The State Government scheme provides financial assistance to help people with financial difficulties pay water, gas and electricity bills to avoid supply being cut off.

Previously, financial counsellors would assess and recommend HUGS applications but the system implemented on October 1 means grants are now accessed directly from utility providers.

“It’s going to take longer for people to get help and they’re going to get frustrated or discouraged and in some cases, they’ll stop trying to fix things – it just becomes too much,” Mr Brown said.

“Utilities are going to spend more time negotiating with consumers and they’ll probably have more ‘repeat offenders’ because there are less avenues for people to use to get help and advice.”

Department for Child Protection and Family Support acting director-general Kay Benham said utility providers had been assessing and recommending HUGS applications since 2011.

“Financial counsellors and other third-party agencies can still assist their clients with the HUGS application process and utility providers will continue to refer clients to financial counselling services, or other relevant community services depending on their needs,” she said.

But Mr Brown said due to the recent funding cuts to financial counselling services, which are now the responsibility of the Department of Local Government and Communities, it could take at least a month to see a counsellor.

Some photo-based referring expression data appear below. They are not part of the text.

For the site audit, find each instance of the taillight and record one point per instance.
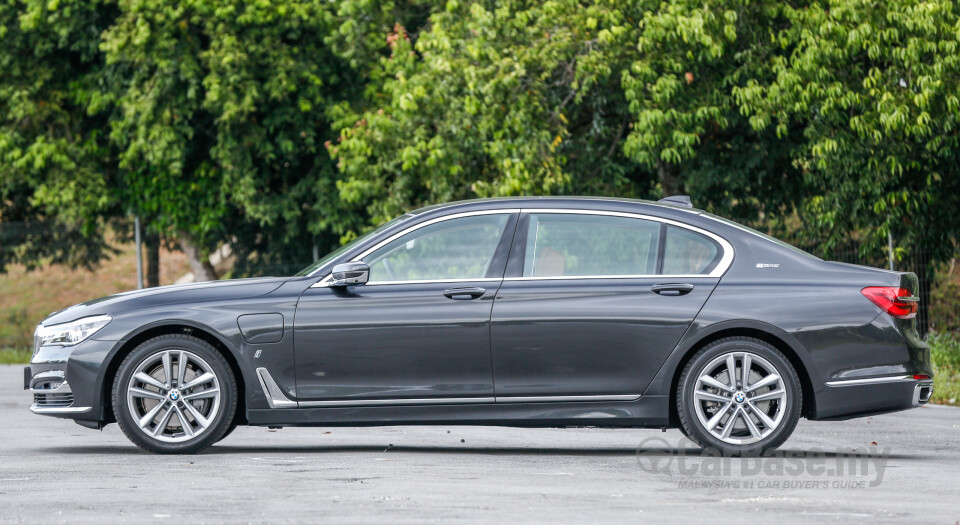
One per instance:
(898, 302)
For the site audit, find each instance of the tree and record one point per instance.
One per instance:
(54, 156)
(873, 90)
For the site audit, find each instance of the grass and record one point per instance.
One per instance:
(27, 297)
(15, 356)
(945, 354)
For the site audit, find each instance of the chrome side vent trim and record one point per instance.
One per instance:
(275, 396)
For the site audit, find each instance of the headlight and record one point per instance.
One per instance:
(68, 334)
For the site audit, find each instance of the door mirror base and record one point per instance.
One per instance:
(352, 273)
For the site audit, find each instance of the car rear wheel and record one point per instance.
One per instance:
(740, 396)
(174, 394)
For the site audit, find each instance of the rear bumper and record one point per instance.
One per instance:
(863, 397)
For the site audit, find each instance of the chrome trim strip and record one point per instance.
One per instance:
(416, 227)
(397, 402)
(584, 277)
(58, 410)
(277, 399)
(560, 399)
(428, 281)
(870, 381)
(275, 396)
(63, 388)
(725, 260)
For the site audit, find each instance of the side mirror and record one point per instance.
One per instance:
(349, 273)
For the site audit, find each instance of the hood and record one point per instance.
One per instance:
(179, 293)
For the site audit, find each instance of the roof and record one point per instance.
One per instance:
(538, 201)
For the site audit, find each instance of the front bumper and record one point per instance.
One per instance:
(877, 395)
(52, 394)
(67, 382)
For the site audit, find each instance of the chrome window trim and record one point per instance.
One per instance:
(323, 282)
(726, 260)
(870, 381)
(429, 281)
(589, 277)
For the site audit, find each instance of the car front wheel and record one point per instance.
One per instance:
(740, 396)
(174, 394)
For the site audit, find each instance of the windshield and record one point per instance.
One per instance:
(339, 251)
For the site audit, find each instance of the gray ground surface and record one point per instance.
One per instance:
(54, 471)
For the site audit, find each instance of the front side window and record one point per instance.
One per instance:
(460, 248)
(689, 253)
(560, 244)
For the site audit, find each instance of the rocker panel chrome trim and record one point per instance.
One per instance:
(870, 381)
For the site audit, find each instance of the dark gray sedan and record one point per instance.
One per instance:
(534, 312)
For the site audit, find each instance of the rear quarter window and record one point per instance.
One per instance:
(689, 253)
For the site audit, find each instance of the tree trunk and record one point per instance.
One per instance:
(667, 176)
(153, 258)
(199, 265)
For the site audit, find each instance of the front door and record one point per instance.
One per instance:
(419, 330)
(593, 304)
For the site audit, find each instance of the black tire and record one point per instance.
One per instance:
(790, 404)
(218, 426)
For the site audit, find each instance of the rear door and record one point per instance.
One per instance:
(593, 302)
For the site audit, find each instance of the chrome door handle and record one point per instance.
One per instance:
(672, 288)
(466, 293)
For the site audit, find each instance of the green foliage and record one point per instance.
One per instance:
(15, 356)
(945, 354)
(945, 306)
(280, 126)
(873, 89)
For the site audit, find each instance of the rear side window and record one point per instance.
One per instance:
(689, 253)
(561, 244)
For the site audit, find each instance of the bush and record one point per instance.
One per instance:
(944, 309)
(945, 354)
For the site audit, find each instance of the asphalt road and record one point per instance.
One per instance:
(54, 471)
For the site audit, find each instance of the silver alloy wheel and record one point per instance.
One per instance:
(174, 396)
(740, 398)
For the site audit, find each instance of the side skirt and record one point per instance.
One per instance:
(648, 411)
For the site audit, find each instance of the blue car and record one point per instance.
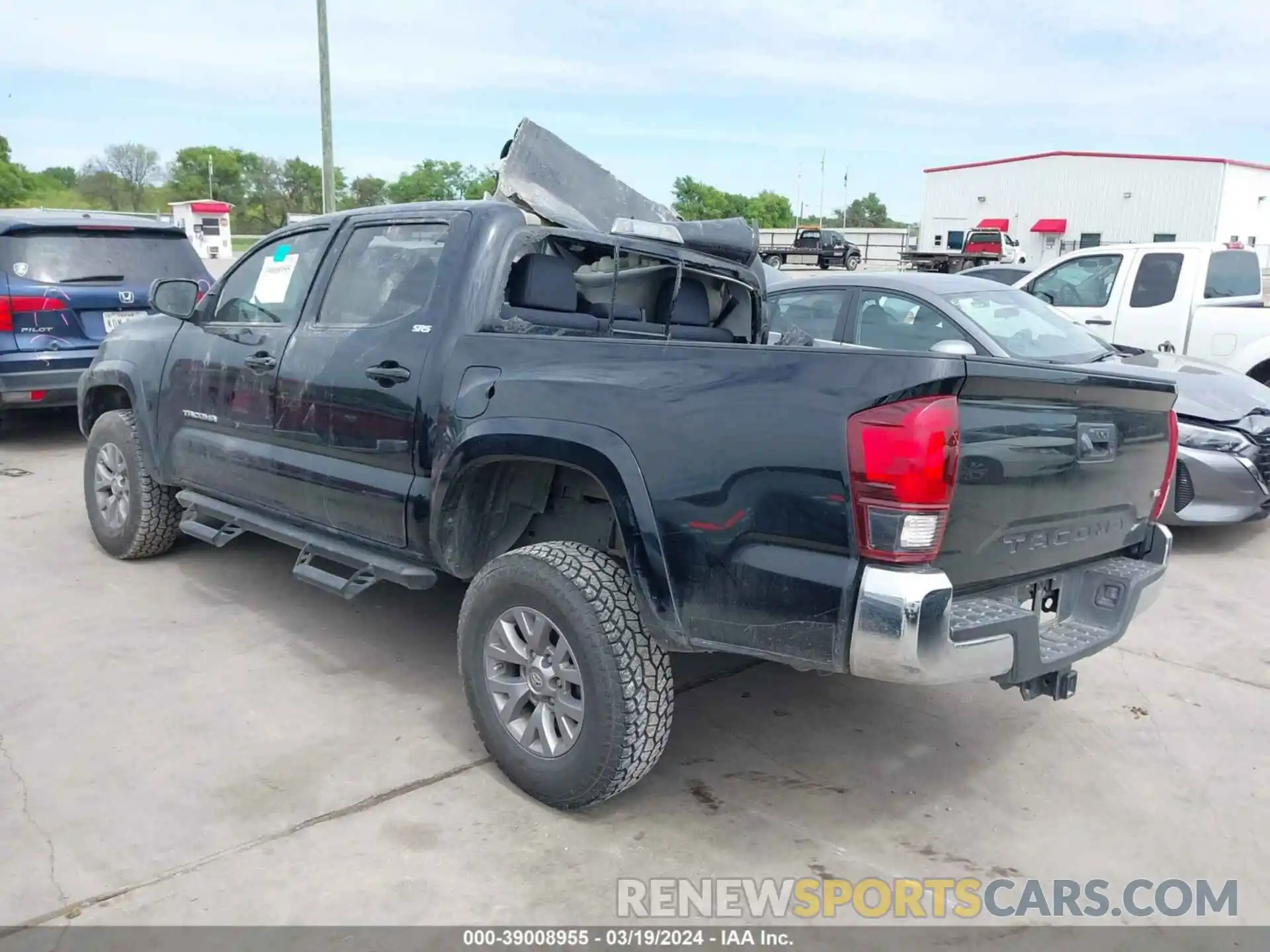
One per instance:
(66, 281)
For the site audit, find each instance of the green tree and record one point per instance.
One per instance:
(479, 182)
(187, 175)
(15, 179)
(868, 212)
(103, 188)
(63, 175)
(697, 201)
(302, 186)
(367, 190)
(132, 164)
(431, 180)
(769, 210)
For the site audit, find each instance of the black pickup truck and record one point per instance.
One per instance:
(824, 248)
(589, 426)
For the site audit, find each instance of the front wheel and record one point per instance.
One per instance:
(132, 514)
(567, 691)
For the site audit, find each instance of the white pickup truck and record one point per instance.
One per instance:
(1197, 299)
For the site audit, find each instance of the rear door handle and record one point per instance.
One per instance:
(388, 374)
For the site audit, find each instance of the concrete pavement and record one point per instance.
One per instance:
(198, 739)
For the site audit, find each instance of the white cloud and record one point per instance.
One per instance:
(713, 84)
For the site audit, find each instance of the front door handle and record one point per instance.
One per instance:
(388, 374)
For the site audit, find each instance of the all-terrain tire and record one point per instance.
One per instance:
(153, 524)
(628, 686)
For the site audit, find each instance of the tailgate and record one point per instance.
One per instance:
(70, 286)
(69, 317)
(1057, 467)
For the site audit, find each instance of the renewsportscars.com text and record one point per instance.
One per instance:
(966, 898)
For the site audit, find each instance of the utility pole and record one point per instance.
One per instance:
(822, 188)
(328, 160)
(798, 198)
(845, 197)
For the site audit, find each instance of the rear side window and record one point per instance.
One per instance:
(54, 257)
(1232, 274)
(385, 272)
(1158, 280)
(813, 311)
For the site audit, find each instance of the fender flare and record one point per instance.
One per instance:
(120, 374)
(1249, 357)
(603, 455)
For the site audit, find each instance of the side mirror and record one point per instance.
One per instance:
(954, 348)
(175, 298)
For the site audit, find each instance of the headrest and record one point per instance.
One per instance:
(621, 311)
(544, 284)
(691, 306)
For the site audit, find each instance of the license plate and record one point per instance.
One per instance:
(113, 319)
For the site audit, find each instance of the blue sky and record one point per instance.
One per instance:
(738, 93)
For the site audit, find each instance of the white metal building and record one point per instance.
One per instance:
(207, 225)
(1053, 202)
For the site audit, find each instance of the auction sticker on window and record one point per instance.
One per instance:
(271, 287)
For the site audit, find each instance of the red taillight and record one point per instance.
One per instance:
(19, 303)
(902, 461)
(1170, 467)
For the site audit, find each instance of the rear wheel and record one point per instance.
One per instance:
(132, 516)
(570, 695)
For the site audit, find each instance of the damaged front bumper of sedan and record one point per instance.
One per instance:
(1223, 476)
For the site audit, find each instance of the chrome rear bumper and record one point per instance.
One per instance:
(910, 627)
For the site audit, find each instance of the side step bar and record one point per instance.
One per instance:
(220, 524)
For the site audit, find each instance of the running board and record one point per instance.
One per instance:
(320, 554)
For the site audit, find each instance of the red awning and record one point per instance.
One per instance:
(210, 207)
(1050, 226)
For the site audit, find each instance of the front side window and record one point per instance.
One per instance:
(813, 311)
(271, 285)
(384, 273)
(898, 323)
(1158, 280)
(1081, 282)
(1027, 328)
(1232, 274)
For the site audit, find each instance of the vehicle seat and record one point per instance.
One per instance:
(544, 292)
(621, 311)
(876, 328)
(412, 294)
(691, 317)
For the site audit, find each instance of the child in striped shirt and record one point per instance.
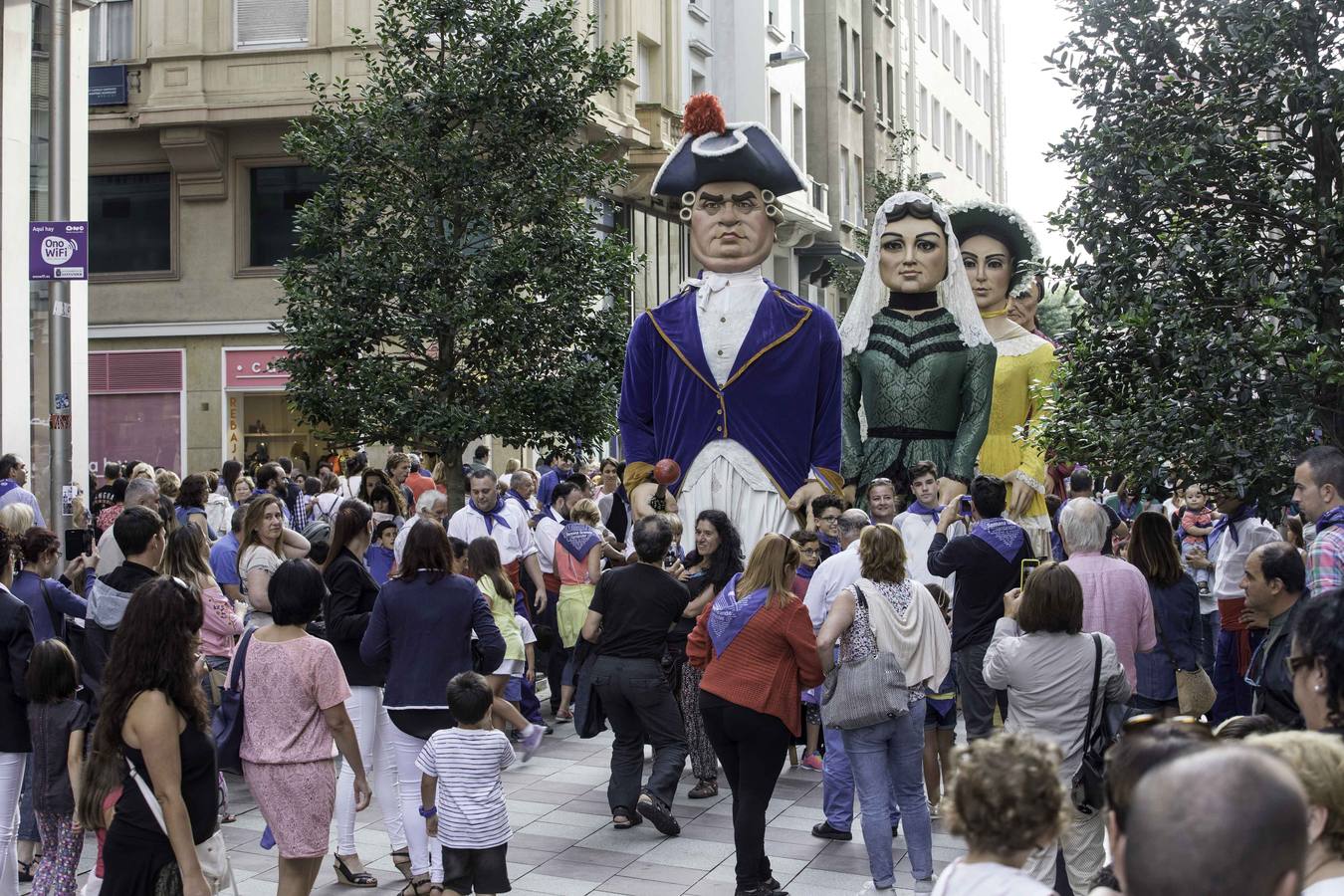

He said 14 financial counselling providers across Perth had closed, including the City of Joondalup, and the number of financial counsellors in the north metropolitan are had been reduced from 12 to four.

“The financial counsellors that are left after the funding cuts have waitlists a month long,” he said. Mr Brown said the grants worked as a bandage and without financial counsellors, it could fail to treat underlying problems.

“Once the immediate issue was solved, the financial counsellor would then work with you to develop a strategy that would enable you to pay your bills in the future,” he said.

“HUGS functioned as a gateway to solving the issues underlying someone’s inability to pay their debts.”

Ms Benham said there had been no change to HUGS grant funding, with $10.5 million available in 2015-16.